More recently, though, I've witnessed numerous adults taking a similar approach, but usually including threats. The most mindboggling part of it: none of the children were even doing anything wrong. They were not engaging in any misbehavior, but simply not moving along fast enough for the adults' convenience. Children- ranging down to around a year old- did not run across the yard fast enough, or toddled the wrong way down a sidewalk, were threatened with physical violence. I even witnessed this on a city bus- a child, young enough to be in a hand-held baby carrier, was told by the individual I assumed was his father: 'I'm gonna whip your butt when we get home!' simply because the infant was naturally squirmy in the carrier. And the coldness and hostility in their voices, it sounds like hate.
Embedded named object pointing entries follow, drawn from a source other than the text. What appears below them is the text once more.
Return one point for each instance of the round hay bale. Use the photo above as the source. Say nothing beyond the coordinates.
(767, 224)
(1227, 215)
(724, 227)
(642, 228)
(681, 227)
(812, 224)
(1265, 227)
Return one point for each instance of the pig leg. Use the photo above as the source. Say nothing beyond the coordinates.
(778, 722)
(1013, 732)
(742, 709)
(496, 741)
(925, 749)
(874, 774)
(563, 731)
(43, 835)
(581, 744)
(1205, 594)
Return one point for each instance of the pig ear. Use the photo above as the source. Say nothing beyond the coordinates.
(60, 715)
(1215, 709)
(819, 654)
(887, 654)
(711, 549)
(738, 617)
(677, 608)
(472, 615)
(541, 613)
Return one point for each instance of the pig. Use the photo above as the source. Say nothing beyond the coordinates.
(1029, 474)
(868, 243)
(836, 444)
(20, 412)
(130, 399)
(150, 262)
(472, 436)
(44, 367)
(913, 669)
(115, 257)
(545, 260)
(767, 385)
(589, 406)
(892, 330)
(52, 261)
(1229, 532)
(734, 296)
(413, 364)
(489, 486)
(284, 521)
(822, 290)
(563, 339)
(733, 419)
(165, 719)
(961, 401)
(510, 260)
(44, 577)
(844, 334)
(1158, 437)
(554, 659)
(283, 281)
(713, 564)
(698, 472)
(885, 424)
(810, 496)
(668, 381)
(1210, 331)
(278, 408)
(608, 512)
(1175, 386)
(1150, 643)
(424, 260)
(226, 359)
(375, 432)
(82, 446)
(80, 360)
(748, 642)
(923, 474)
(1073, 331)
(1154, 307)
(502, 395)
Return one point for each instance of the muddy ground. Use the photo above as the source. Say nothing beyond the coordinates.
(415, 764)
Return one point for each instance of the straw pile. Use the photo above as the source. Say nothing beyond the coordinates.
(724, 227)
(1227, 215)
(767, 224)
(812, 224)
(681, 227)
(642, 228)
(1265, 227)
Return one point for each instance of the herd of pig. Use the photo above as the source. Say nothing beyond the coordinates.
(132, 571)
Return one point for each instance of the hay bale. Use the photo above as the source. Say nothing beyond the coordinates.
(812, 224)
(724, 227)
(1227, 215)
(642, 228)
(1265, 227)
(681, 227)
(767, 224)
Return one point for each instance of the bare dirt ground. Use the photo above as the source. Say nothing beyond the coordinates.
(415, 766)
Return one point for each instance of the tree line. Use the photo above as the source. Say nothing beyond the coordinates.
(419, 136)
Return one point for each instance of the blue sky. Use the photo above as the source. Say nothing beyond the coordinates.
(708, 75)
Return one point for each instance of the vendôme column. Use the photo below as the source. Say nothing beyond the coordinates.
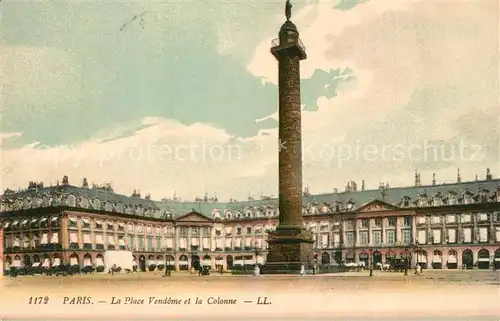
(290, 246)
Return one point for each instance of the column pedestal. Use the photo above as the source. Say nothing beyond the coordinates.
(289, 249)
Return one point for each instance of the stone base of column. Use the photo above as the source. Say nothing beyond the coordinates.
(290, 248)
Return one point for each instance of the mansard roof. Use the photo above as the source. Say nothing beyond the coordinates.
(101, 194)
(392, 196)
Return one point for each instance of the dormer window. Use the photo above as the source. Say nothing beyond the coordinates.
(436, 201)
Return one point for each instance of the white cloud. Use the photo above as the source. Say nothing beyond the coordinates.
(397, 50)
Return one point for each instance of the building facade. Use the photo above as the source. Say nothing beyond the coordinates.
(437, 226)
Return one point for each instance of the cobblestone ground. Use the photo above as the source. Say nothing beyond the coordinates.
(434, 294)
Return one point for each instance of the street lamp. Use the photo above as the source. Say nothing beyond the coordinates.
(370, 262)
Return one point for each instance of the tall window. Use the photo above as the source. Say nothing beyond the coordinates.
(350, 238)
(391, 237)
(150, 243)
(140, 242)
(131, 242)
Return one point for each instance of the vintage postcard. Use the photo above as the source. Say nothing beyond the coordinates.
(250, 160)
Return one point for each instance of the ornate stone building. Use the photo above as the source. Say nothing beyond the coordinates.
(438, 226)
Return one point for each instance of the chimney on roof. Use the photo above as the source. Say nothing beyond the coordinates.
(489, 177)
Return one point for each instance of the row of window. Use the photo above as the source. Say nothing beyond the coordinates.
(455, 218)
(451, 236)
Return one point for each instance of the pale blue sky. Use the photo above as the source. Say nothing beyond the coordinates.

It is important to note that in none of the incidents I witnessed were the parents harried, exhausted, overly-burdened- they simply did not want to be bothered; the little children were simply children-being-children, and the adults clearly resented the inconvenience. For this reason, another theory in the distant past was individuals who mistreat, abuse, and dismiss children's needs, were, themselves 'emotionally immature.' There is surely some validity to this approach- but there is more to it.
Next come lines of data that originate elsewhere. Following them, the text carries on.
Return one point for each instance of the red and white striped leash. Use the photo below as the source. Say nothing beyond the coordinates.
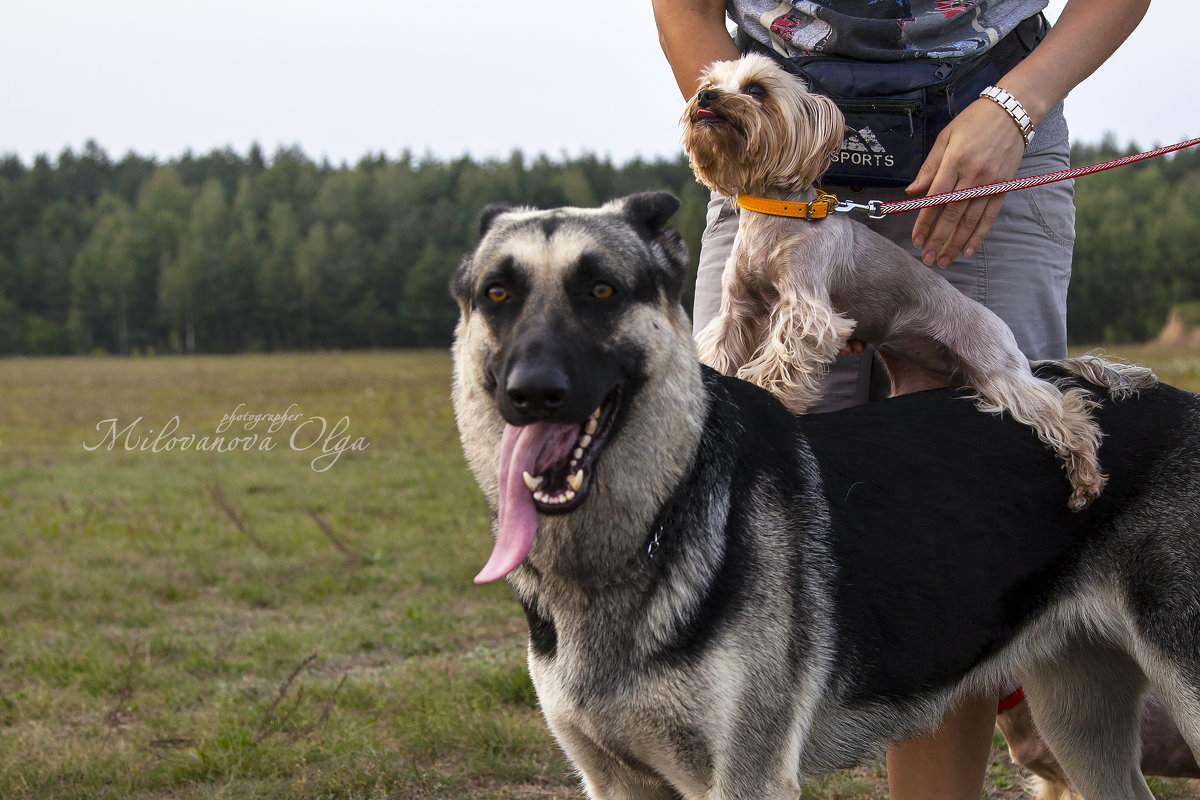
(877, 209)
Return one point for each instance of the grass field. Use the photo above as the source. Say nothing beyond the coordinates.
(255, 618)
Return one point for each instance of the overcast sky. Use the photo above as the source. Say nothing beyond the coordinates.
(442, 78)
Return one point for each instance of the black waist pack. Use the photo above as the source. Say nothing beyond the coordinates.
(895, 110)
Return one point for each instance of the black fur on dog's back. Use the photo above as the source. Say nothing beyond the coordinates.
(748, 597)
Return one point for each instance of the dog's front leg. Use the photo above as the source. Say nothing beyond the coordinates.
(726, 342)
(804, 335)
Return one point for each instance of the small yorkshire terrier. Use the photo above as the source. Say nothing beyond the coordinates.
(795, 292)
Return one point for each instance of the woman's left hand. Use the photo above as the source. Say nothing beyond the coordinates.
(981, 145)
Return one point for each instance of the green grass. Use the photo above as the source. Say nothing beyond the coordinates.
(196, 624)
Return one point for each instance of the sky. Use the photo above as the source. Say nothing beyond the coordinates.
(444, 79)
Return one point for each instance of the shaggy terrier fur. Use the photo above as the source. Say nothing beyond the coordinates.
(795, 292)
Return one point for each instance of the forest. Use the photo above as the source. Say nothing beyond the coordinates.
(229, 253)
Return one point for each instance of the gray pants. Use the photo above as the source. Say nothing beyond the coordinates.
(1020, 272)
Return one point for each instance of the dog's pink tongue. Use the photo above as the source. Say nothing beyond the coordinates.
(517, 521)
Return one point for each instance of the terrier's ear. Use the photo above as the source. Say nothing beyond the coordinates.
(649, 211)
(487, 216)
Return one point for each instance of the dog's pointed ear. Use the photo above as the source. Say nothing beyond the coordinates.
(649, 211)
(487, 216)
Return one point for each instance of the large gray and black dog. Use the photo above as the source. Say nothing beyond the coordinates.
(725, 599)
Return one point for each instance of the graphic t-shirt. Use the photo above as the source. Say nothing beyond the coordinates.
(881, 30)
(891, 30)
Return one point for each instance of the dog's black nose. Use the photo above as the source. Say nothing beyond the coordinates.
(537, 391)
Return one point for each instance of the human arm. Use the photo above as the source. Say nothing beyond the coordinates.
(693, 35)
(983, 145)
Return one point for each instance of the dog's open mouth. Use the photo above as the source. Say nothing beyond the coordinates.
(545, 468)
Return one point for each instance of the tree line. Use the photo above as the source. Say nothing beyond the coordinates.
(227, 252)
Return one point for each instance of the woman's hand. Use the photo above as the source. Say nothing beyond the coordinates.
(981, 145)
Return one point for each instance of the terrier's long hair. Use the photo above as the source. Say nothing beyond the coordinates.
(754, 128)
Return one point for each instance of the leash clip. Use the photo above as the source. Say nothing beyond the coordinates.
(873, 208)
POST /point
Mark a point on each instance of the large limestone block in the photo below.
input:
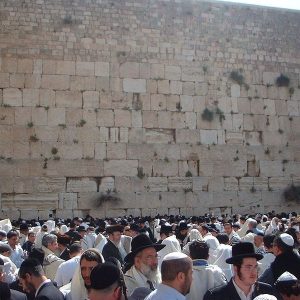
(81, 185)
(180, 184)
(25, 66)
(120, 167)
(65, 67)
(208, 137)
(200, 183)
(34, 201)
(56, 116)
(173, 72)
(165, 168)
(187, 136)
(6, 184)
(91, 99)
(82, 83)
(192, 74)
(49, 184)
(160, 136)
(4, 80)
(131, 85)
(68, 99)
(55, 82)
(12, 97)
(68, 200)
(271, 168)
(130, 70)
(157, 184)
(122, 118)
(116, 151)
(85, 68)
(102, 69)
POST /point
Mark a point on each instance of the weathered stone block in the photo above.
(91, 99)
(120, 168)
(134, 85)
(12, 97)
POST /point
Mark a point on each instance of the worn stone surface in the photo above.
(136, 106)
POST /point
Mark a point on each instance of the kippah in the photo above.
(287, 239)
(286, 277)
(175, 255)
(265, 297)
(104, 275)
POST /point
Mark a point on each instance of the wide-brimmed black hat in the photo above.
(243, 250)
(139, 243)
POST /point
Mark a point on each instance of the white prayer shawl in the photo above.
(5, 225)
(224, 252)
(134, 279)
(51, 263)
(205, 278)
(272, 228)
(76, 289)
(10, 269)
(172, 245)
(88, 241)
(213, 244)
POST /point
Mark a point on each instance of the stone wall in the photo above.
(145, 107)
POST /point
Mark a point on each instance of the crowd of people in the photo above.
(166, 257)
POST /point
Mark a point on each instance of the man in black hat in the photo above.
(113, 247)
(143, 259)
(107, 283)
(244, 284)
(286, 259)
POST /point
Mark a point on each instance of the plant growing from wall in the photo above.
(292, 193)
(109, 196)
(282, 80)
(207, 115)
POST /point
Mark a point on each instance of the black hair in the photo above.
(31, 266)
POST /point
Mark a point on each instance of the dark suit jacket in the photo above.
(49, 292)
(228, 292)
(110, 250)
(15, 295)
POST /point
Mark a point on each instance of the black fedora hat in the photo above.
(139, 243)
(243, 250)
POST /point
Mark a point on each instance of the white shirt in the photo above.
(66, 271)
(241, 292)
(165, 292)
(17, 255)
(38, 289)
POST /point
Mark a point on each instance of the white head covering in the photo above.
(195, 235)
(78, 289)
(265, 297)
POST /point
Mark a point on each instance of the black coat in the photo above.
(110, 250)
(15, 295)
(228, 292)
(49, 292)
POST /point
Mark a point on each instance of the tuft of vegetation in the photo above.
(54, 150)
(33, 138)
(81, 123)
(140, 173)
(237, 77)
(282, 80)
(207, 115)
(188, 174)
(109, 196)
(292, 193)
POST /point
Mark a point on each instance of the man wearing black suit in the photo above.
(32, 277)
(243, 284)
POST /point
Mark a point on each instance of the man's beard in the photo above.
(151, 273)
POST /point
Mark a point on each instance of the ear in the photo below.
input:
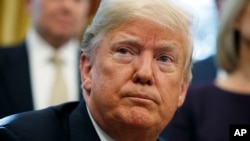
(183, 94)
(85, 70)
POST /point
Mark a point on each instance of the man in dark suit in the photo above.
(135, 70)
(27, 73)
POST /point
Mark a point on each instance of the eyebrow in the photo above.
(127, 39)
(135, 41)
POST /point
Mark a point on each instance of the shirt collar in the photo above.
(102, 135)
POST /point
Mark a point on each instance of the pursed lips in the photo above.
(141, 97)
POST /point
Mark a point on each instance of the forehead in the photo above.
(142, 31)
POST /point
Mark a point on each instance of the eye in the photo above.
(165, 59)
(122, 51)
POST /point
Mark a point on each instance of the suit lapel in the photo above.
(17, 78)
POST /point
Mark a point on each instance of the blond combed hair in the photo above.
(112, 13)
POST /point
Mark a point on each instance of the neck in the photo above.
(133, 134)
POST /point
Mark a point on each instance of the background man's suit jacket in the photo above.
(66, 122)
(15, 81)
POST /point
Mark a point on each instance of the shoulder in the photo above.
(41, 123)
(34, 117)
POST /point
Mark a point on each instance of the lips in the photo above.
(142, 98)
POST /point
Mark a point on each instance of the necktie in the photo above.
(59, 90)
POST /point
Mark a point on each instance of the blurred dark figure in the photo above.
(211, 108)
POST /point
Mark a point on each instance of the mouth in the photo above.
(140, 98)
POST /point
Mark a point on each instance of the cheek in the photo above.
(170, 89)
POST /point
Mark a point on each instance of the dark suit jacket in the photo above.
(66, 122)
(15, 81)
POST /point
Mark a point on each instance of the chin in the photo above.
(139, 117)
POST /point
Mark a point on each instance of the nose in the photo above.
(144, 71)
(68, 4)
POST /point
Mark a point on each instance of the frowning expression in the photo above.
(136, 76)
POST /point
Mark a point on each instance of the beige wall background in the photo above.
(14, 20)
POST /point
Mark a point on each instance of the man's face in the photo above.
(58, 18)
(136, 76)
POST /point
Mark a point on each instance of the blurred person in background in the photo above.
(135, 71)
(43, 69)
(210, 108)
(206, 70)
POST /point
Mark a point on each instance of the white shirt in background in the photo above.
(42, 69)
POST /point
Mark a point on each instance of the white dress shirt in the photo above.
(42, 70)
(101, 134)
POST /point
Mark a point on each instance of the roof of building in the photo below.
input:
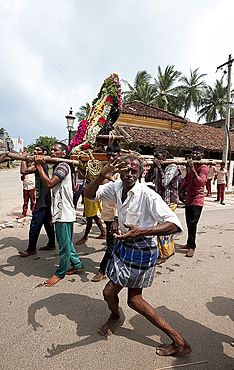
(211, 138)
(139, 108)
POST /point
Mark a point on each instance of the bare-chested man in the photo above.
(63, 212)
(133, 261)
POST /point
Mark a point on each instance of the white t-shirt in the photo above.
(62, 196)
(143, 207)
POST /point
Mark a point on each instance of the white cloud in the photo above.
(56, 54)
The book, originally published in 1980, made it very clear cultures are to blame for this. Dr. Alice Miller, the author of For Your Own Good, included a variety of 'beliefs' individuals have in regard to children: children exist solely for the parent's convenience; it is wrong to ever consider a child's needs; prompt, unquestioning obedience is essential; etc. But while Dr. Miller felt newer generations of young parents would have more common sense, she missed the most relevant point: there are too many individuals who grew up with these beliefs and believe these approaches are 'right,' because these cruel, dismissive approaches to children are all they have ever seen.
And the heart of the problem: individuals who most need the information that this is not ok, and education on how to relate to children as human beings, are the individuals who are least likely to have access to this information- thus, continuing the pattern, generation after generation.
The news story was about a football player. The story was bad, the comments were worse. Commenting on everything from ethnicities to races to religions, individuals commented that child abuse was simply part of the culture.
Can it get crazier? Sure it can. Not long ago, an individual who'd been prosecuted for felony child abuse (beating his youngster) went on to run for public office; one of his platforms: 'Real Family Values.'
It is way past time we started tearing down these so-called cultures, and make it perfectly clear that mistreating children is not acceptable- and will not be tolerated. Childhood should not be a time of fear- nor should the youngest, smallest 'citizens' be learning that they are not really people, and in the eyes of those who should care for them the most, that they are not loved.